As I’ve posted about before in our pumpkin chocolate chip muffins post (click here to read that) …muffins are a thing of love around our home! I’m slowly working on converting all our favorite recipes into Paleo friendly ones so we can enjoy them once again.
Once the pumpkin recipe was transformed, I knew the next in line was for sure the chocolate chocolate chip flavor….because, well…it’s chocolate!
The wonders of Otto’s Cassava Flour™ still make my head spin…that you can bake such a yummy grain/gluten free muffin with some light fluffiness and texture is seriously such a treat and continues to make so many “warm fuzzy” food memories once again a reality here at our home!

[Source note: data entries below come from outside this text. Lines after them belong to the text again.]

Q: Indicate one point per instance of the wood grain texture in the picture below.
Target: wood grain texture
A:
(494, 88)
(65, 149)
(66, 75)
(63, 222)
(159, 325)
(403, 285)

“Otto’s Cassava Flour™ is the very highest quality cassava flour available. Other cassava flours are hand peeled and sun dried. That sounds romantic, but it can produce undesirable results. As the cassava dries in the sun it ferments and takes on a sour, musty smell and taste. If it happens to rain, it must sit longer, allowing opportunity for mold to grow. Otto’s Cassava Flour™, on the other hand, is thoroughly peeled and baked into a beautifully clean smelling and tasting flour you can count on again and again. This proprietary method leaves no chance for mold or fermentation to develop.” (from their website)
To learn more about this amazing flour visit their site! They’re a wonderful company and super nice folks! Here’s how you can get to their site…click here! We seriously love this flour!!
Onto the recipe! There are a few more steps to this one, but totally worth the results. Don’t skimp on the coconut milk turned into buttermilk, it helps create part of the yummy flavor of this family favorite! Simply add 1½ t apple cider vinegar to your ½c of coconut milk, wait 5 minutes and you will have buttermilk!
chocolate chocolate chip muffins
one of the fluffiest, grain free chocolate paleo muffins you’ll ever have...guaranteed!
- ¾ c Otto’s Cassava Flour™
- ¼ c potato starch
- 1 T psyllium husk
- ¾ t baking soda
- ¼ t baking powder
- ¼ t salt
- ¼ butter, melted
- 5 T cocoa powder
- 1 T coconut oil
- ½ coconut milk butter milk, room temperature
- ⅓ c maple syrup, room temperature
- 3T coconut sugar
- 2 eggs, room temperature
- 1 t vanilla
- ½-¾ c dark chocolate chips
- ¼-½ c chopped pecans or nut of choice, or no nuts at all
- Preheat oven to 360°
- Line muffin tin with parchment liners, set aside.
- Whisk dry ingredients together in a mixing bowl (first 6 ingredients) till well combined, toss chocolate chips and nuts (if using) in and set aside.
- In another bowl, whisk melted butter, cocoa powder & coconut oil till well combined and cocoa powder is completely incorporated.
- Add, coconut milk buttermilk, maple syrup, coconut sugar, eggs and vanilla to chocolate mixture and whisk again till completely mixed and eggs are all incorporated.
- Add wet ingredients to the dry ingredients and stir with a rubber spatula to combine.
- Let batter sit for about 5 minutes so flours can settle and thicken up just a bit.
- Scoop batter into lined muffin tins, you should get 7-8 – we only got 7, but we like them tall!
- Add a few more chocolate chips and chopped nuts to the top, totally optional…but they look pretty with more decoration on top! Remember you eat with your eyes first!
- Bake for 18-20 minutes or until toothpick inserted comes out clean.
- Remove from oven, let sit for 5 minutes in muffin tin then tip them over on their sides to finish cooling. Please don’t let them cool completely in the tin…they will get soggy and moisture ridden…super gross!